Top 5 ESA Housing Rights Questions
Guidance Teletherapy patients often ask what their rights are when it comes to receiving treatment through their Emotional Support Animal (ESA).
These patients are considered disabled, mentally or emotionally, and therefore have certain rights, which include access to their ESA or service animal, according to the Americans with Disabilities Act (ADA).
The Air Carrier Access Act 49 U.S.C. 41705, Dept. of Transportation 14 C.F.R. Part 382 and The Fair Housing Amendments Act of 1988 are the laws that protect an emotionally disabled person and his/her ESA.
The legal protections for an Emotional Support Animal (ESA) are:
The right to fly with its psychologically disabled handler in the cabin of an aircraft, inside or outside a travel carrier, without the handle being charged a pet fee.
Qualification for no-pet housing (that also includes limited size, breed, or species housing) without being charged a pet fee (however, a landlord can require a refundable pet deposit).
In order to better advocate for our patients, Guidance Teletherapy drafted five common questions that ESA handlers ask when it comes to housing.
1. Weight and Breed Restrictions
“My landlord told me that their building policy on pets doesn’t allow for dogs over 65 pounds. Can my landlord deny my ESA who is that weight?”
A landlord cannot deny an ESA solely because of its weight. A building’s policies pertaining to pets do not apply to ESAs. ESAs are categorized as a type of assistance animal, and not a pet, under Fair Housing rules. The only two exceptions are: if your dwelling does not safely and comfortably accommodate your ESA, or if your ESA’s weight can be proven to cause severe financial hardship to the landlord.
“My ESA is a pitbull and my landlord is trying to deny him! Can she do that?”
A landlord cannot deny an ESA solely on the basis of breed.

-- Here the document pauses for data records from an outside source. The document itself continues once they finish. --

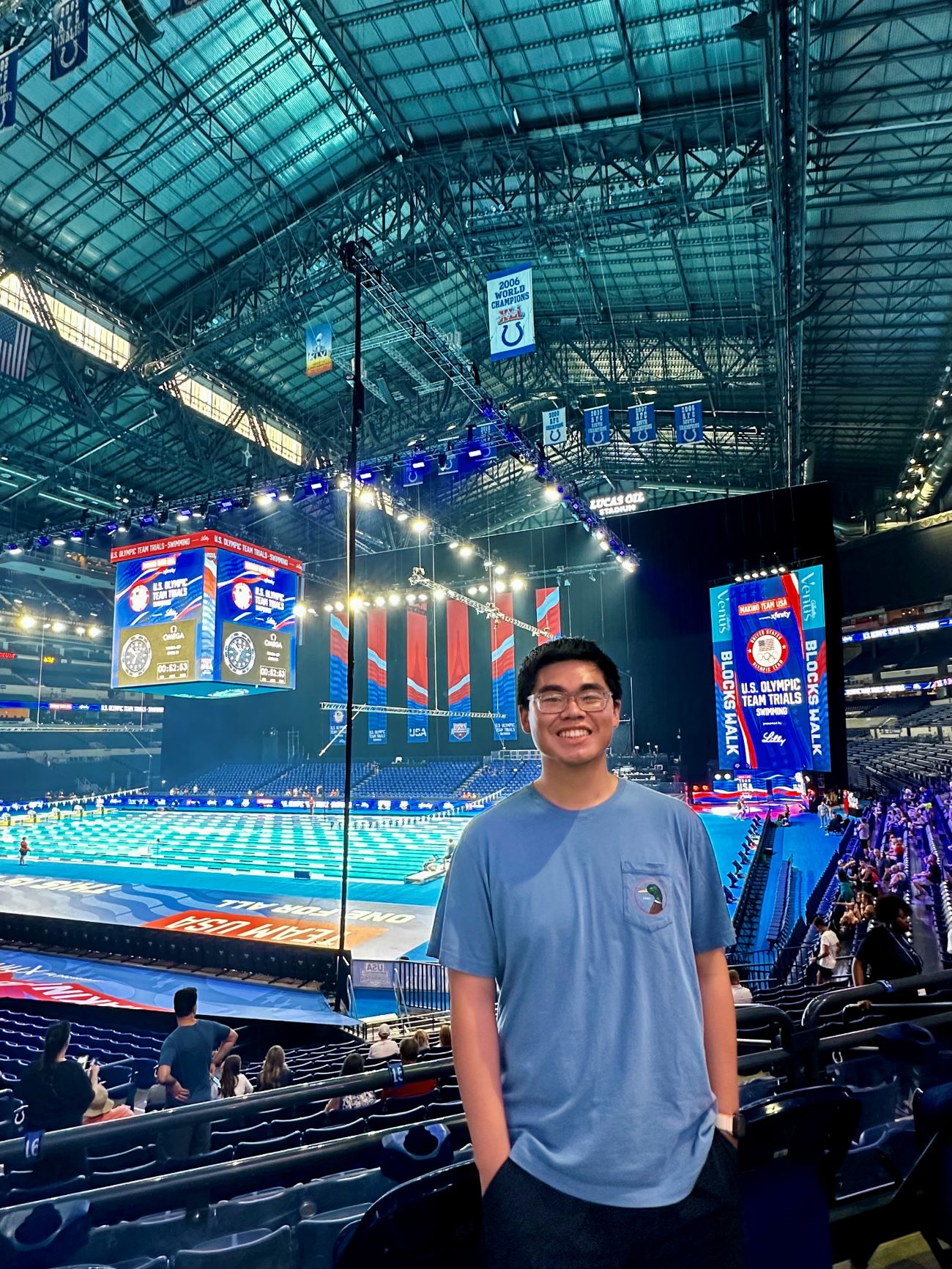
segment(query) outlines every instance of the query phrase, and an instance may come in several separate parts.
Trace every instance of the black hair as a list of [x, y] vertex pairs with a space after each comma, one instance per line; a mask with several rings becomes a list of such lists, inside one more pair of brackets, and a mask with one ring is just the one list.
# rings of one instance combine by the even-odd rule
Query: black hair
[[590, 661], [602, 671], [605, 685], [612, 693], [612, 700], [618, 703], [622, 699], [622, 680], [618, 666], [607, 652], [602, 651], [598, 643], [593, 643], [590, 638], [553, 638], [548, 643], [533, 647], [519, 666], [515, 693], [523, 709], [529, 708], [529, 697], [536, 688], [539, 670], [547, 665], [556, 665], [559, 661]]
[[344, 1065], [340, 1067], [341, 1075], [360, 1075], [363, 1071], [363, 1055], [348, 1053]]
[[188, 1018], [198, 1008], [198, 991], [194, 987], [179, 987], [173, 997], [176, 1018]]
[[65, 1044], [70, 1043], [71, 1033], [72, 1028], [65, 1018], [47, 1028], [47, 1033], [43, 1037], [43, 1057], [41, 1058], [43, 1075], [50, 1076], [53, 1074], [57, 1053], [60, 1053]]
[[873, 919], [881, 925], [895, 925], [897, 916], [911, 916], [913, 909], [899, 895], [883, 895], [876, 900]]

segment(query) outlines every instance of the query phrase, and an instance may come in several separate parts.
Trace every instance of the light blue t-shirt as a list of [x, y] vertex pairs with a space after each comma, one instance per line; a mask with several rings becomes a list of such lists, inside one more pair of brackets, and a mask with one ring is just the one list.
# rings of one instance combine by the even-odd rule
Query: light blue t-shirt
[[619, 782], [564, 811], [529, 787], [473, 820], [429, 954], [499, 983], [512, 1159], [612, 1207], [694, 1187], [713, 1137], [694, 954], [734, 943], [701, 820]]

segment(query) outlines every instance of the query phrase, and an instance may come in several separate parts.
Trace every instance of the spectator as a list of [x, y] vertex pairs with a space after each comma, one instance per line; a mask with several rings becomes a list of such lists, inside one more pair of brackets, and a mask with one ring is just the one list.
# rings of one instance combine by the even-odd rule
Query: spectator
[[883, 895], [875, 909], [876, 925], [853, 959], [853, 982], [892, 982], [923, 972], [922, 957], [909, 944], [913, 910], [899, 895]]
[[96, 1084], [93, 1093], [93, 1101], [89, 1110], [83, 1115], [84, 1123], [105, 1123], [109, 1119], [131, 1119], [135, 1115], [132, 1107], [117, 1105], [109, 1096], [104, 1084]]
[[[17, 1095], [27, 1104], [27, 1132], [56, 1132], [76, 1128], [89, 1109], [99, 1084], [99, 1067], [93, 1063], [86, 1074], [79, 1062], [66, 1057], [70, 1047], [70, 1024], [53, 1023], [43, 1041], [43, 1056], [30, 1062], [20, 1079]], [[86, 1152], [70, 1150], [55, 1155], [41, 1154], [33, 1165], [37, 1185], [76, 1176], [86, 1169]]]
[[395, 1039], [390, 1038], [390, 1027], [386, 1023], [381, 1023], [377, 1028], [377, 1039], [367, 1049], [367, 1057], [371, 1062], [376, 1062], [380, 1057], [397, 1057], [400, 1053], [400, 1046]]
[[830, 929], [825, 916], [816, 916], [814, 928], [820, 931], [816, 947], [816, 981], [817, 983], [831, 982], [839, 956], [839, 939]]
[[258, 1072], [258, 1089], [286, 1089], [294, 1082], [291, 1067], [284, 1061], [284, 1049], [281, 1044], [272, 1044], [264, 1055], [261, 1070]]
[[[165, 1085], [166, 1107], [195, 1105], [212, 1100], [212, 1071], [237, 1042], [237, 1032], [223, 1023], [195, 1018], [198, 992], [182, 987], [175, 992], [175, 1030], [159, 1053], [156, 1079]], [[170, 1126], [159, 1138], [159, 1155], [188, 1159], [202, 1155], [211, 1145], [211, 1121], [201, 1124]]]
[[735, 1005], [753, 1005], [754, 994], [750, 987], [745, 987], [740, 981], [740, 975], [736, 970], [731, 970], [727, 977], [731, 980], [731, 995], [734, 996]]
[[[411, 1066], [420, 1058], [420, 1051], [416, 1047], [416, 1041], [413, 1036], [407, 1036], [406, 1039], [400, 1041], [400, 1061], [404, 1066]], [[414, 1080], [411, 1084], [396, 1084], [390, 1088], [381, 1089], [380, 1095], [382, 1101], [387, 1100], [400, 1100], [400, 1098], [425, 1098], [428, 1094], [434, 1093], [437, 1089], [435, 1080]]]
[[[254, 1093], [251, 1088], [251, 1081], [241, 1071], [241, 1058], [237, 1053], [230, 1053], [221, 1067], [221, 1080], [218, 1081], [218, 1096], [220, 1098], [245, 1098], [249, 1093]], [[215, 1096], [215, 1086], [212, 1085], [212, 1096]]]
[[[466, 826], [429, 944], [489, 1265], [737, 1269], [735, 939], [711, 841], [688, 807], [608, 770], [622, 690], [597, 645], [534, 647], [517, 693], [542, 774]], [[598, 1081], [590, 1044], [553, 1052], [543, 1022], [585, 1034], [592, 964]], [[637, 1148], [630, 1105], [651, 1122]]]
[[[340, 1067], [341, 1077], [362, 1074], [363, 1055], [348, 1053], [344, 1058], [344, 1065]], [[366, 1089], [363, 1093], [345, 1093], [343, 1098], [331, 1098], [327, 1103], [327, 1110], [363, 1110], [366, 1107], [376, 1105], [376, 1103], [377, 1094], [373, 1089]]]

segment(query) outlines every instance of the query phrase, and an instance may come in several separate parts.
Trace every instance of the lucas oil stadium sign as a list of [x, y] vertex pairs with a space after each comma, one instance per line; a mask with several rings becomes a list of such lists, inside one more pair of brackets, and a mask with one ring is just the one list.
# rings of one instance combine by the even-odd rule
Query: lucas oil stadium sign
[[632, 489], [627, 494], [605, 494], [602, 497], [590, 497], [589, 506], [602, 515], [625, 515], [626, 511], [636, 511], [644, 506], [647, 495], [644, 489]]

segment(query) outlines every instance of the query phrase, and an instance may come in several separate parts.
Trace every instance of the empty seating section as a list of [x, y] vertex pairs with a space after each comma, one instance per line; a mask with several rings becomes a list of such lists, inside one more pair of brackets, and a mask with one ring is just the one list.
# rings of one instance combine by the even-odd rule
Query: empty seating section
[[359, 788], [360, 797], [396, 798], [449, 798], [473, 774], [479, 763], [432, 761], [399, 763], [386, 766], [366, 779]]

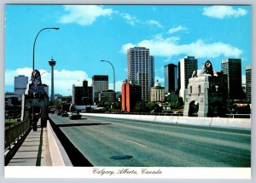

The Department of Housing has clearly stated that this is prohibited. Instead, landlords may only determine if the specific ESA in question may pose a direct threat to the health and safety of the other tenants. That determination has to be based on an individualized assessment of the ESA’s actual conduct, not on stereotypes about the breed. This means, whatever breed your ESA is, you must be able to handle them.
2. Pet Fees and Pet Deposits
“My landlord told me he won’t rent to me until I pay a pet deposit? Can he do that?”
Landlords are not allowed to charge pet fees or nonrefundable pet deposits in connection with ESAs. Pet fees and nonrefundable pet deposit policies are for pets, which an ESA is not. As previously noted, conditions that landlords place on pets do not apply to ESAs. That means that while landlords can require applicants or residents to pay a nonrefundable pet deposit or a monthly pet fee, they cannot request these for your ESAs. Your landlord can, however, require a refundable pet deposit to protect against any damages. You are liable for any harm your ESA causes to the property or other people.
3. Request Forms
“My property manager said I had to have my therapist fill out a form before they could approve my application. Is this allowed?”
Landlords can request for potential tenants with ESA’s to have the treating mental health professional who certified their ESA complete additional paperwork. Some use forms provided by HUD, while others have internal documents that they’ve created. This ensures the landlord has a paperwork trail that a request for a reasonable accommodation was made. Guidance Teletherapy patients can email their form to their treating clinician, who will then fill it out and return it in 1-3 business days.
4. Common Areas
“My landlord stopped me from bringing my ESA to the courtyard garden. Can he prevent me from bringing my ESA to a common area?“
No, a landlord cannot prevent you from bringing your ESA to the common area of a building. The laws pertaining to ESAs were designed to allow individuals with disabilities to enjoy the premises of their homes to the same degree as their non-disabled neighbors. The Department of Housing has stated that an ESA is allowed “in all areas of the premises where persons are normally allowed to go, unless doing so would impose an undue financial and administrative burden or would fundamentally alter the nature of the housing provider’s services.” That would include both the residence and the common areas of the building.
5. Exceptions
“My building has 3 units, and the owner lives in one of those units. Can the landlord deny my ESA?“
There are some exceptions under the Fair Housing Act. Your landlord can deny under the following circumstances:
If the animal is too large for the accommodation size. For example, a horse or a llama may be rejected from a small studio apartment. Please note that Guidance Teletherapy clinicians are only trained in human-feline and human-canine bonding interactions and therefore would not prescribe an ESA horse or llama.
An owner-occupied building with no more than four units
If the dwelling is a single-family house that was rented without a realtor, and the owner owns less than 3 single family homes (including their own).
Housing operated by religious organizations
Private clubs that limit occupancy to members.
If the animal in the unit brings undue financial hardship to the landlord.
If the animal causes damage or harm to others in the building.
If your housing falls into any one of those categories, your landlord doesn’t have to accommodate ESAs. Despite this, some landlords of these types of dwellings will make exceptions out of courtesy. It’s better to ask first.